Someone emailed me after the last post and asked if I really spent 10 minutes or more on every photo I post. The answer is of course not. If I shoot 100 images, 95 of them go in the trash, three of them I edit much like I do the images in this video, and the remaining two, while I might like them, probably have something fundamentally wrong with them that takes me ten minutes per image to fix.
Also, please don’t mistake me liking an image enough to post here with me thinking it’s a good photo. I have studied photogeaphy enough to know what a good photo looks like. For the most part, I do not make good photos. Once every 5-8k images I produce one that’s actually a good photograph.
But good photos aren’t necessarily the point for me. I am almost always shooting to tell a story. My images are very rarely meant to stand on their own.
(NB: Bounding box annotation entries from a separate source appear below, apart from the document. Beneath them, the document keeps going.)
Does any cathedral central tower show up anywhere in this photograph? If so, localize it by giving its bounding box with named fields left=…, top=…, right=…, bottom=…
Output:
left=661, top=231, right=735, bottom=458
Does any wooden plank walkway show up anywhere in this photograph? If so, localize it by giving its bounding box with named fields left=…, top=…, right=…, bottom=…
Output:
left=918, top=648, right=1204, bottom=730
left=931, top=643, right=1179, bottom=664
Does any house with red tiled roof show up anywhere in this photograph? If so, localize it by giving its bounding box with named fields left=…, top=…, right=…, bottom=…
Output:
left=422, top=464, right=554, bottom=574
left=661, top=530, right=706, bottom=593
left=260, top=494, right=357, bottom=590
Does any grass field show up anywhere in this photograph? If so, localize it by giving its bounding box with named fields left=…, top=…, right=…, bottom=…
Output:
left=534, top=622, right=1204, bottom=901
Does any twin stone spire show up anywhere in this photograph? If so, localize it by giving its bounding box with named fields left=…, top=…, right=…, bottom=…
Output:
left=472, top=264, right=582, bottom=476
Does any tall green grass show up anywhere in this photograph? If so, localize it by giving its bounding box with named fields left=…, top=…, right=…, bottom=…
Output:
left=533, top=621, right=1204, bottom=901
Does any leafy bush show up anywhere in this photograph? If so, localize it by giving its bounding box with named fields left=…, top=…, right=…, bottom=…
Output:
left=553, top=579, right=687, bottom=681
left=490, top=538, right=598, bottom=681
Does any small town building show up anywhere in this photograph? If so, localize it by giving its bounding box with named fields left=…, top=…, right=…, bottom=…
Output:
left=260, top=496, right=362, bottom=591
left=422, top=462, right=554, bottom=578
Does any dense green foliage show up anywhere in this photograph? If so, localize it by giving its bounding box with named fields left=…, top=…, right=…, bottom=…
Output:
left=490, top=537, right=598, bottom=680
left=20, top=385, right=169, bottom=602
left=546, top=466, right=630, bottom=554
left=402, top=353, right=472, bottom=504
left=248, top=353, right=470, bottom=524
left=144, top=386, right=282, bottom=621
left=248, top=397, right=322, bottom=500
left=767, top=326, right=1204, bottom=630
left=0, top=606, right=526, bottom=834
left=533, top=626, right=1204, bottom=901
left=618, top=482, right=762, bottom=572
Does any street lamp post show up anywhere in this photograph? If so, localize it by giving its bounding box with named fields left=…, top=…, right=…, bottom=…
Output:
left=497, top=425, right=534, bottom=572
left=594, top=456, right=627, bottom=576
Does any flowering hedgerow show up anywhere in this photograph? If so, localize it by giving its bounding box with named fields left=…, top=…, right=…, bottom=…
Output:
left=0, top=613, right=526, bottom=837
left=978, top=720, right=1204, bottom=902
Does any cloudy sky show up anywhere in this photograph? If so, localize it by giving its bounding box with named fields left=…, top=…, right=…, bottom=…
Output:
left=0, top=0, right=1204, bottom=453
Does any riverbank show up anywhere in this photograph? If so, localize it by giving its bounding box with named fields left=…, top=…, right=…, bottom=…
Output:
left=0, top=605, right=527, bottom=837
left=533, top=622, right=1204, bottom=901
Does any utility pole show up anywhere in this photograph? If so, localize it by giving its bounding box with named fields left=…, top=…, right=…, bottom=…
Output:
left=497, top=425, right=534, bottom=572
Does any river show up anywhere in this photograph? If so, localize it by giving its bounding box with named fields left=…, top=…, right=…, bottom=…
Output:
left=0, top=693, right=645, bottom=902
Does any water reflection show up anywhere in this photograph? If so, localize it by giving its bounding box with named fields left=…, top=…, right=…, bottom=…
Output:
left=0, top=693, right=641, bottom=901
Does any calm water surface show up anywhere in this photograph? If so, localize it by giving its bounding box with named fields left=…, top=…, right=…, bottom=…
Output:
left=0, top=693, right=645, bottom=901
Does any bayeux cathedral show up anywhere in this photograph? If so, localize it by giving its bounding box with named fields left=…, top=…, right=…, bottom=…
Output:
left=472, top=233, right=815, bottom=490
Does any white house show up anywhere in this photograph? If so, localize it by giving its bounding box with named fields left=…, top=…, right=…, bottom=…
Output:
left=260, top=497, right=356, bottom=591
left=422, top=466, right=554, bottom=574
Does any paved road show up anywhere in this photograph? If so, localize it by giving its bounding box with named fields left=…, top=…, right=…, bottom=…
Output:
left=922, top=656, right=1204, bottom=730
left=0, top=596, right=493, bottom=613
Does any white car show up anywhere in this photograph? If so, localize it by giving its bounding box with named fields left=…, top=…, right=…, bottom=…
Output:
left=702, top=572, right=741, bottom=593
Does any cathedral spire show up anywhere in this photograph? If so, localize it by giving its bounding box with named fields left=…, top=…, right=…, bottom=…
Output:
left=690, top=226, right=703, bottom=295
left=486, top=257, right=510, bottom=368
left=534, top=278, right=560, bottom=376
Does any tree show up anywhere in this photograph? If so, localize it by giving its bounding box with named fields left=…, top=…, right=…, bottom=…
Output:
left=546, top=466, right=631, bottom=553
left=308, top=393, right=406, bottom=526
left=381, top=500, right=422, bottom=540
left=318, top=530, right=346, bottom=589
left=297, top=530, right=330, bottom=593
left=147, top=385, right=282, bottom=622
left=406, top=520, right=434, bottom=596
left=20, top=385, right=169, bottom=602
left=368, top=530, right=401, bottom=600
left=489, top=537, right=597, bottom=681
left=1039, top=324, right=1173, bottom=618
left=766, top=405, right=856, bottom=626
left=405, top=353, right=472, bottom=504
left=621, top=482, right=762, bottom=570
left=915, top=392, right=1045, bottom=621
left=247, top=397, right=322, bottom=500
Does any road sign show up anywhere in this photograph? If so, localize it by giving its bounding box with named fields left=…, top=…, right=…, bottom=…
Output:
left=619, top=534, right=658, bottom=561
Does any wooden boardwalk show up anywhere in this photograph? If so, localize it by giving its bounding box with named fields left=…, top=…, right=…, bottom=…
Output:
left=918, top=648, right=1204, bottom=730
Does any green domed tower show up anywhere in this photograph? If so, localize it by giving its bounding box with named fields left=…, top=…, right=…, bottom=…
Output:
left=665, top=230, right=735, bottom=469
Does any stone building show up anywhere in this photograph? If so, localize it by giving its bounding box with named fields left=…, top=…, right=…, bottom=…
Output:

I may not know the story when I am shooting, but I know there will be text and other photos involved, which is a very different way of thinking from someone who’s making art images. At least I think so, I’ve honestly never attempted to make art with a camera. Most of these photos are a) images I like because of the story they are part of, and b) show off something I do in darktable that other people might like to know how to do.
Anyway, I decided that I would make this video showing the faster editing process I use on the images that are part of the story, but don’t need major help. All of these were shot within 100 meters of my front door last weekend, and processed in real time with a screen recorder running. I did no editing on this one.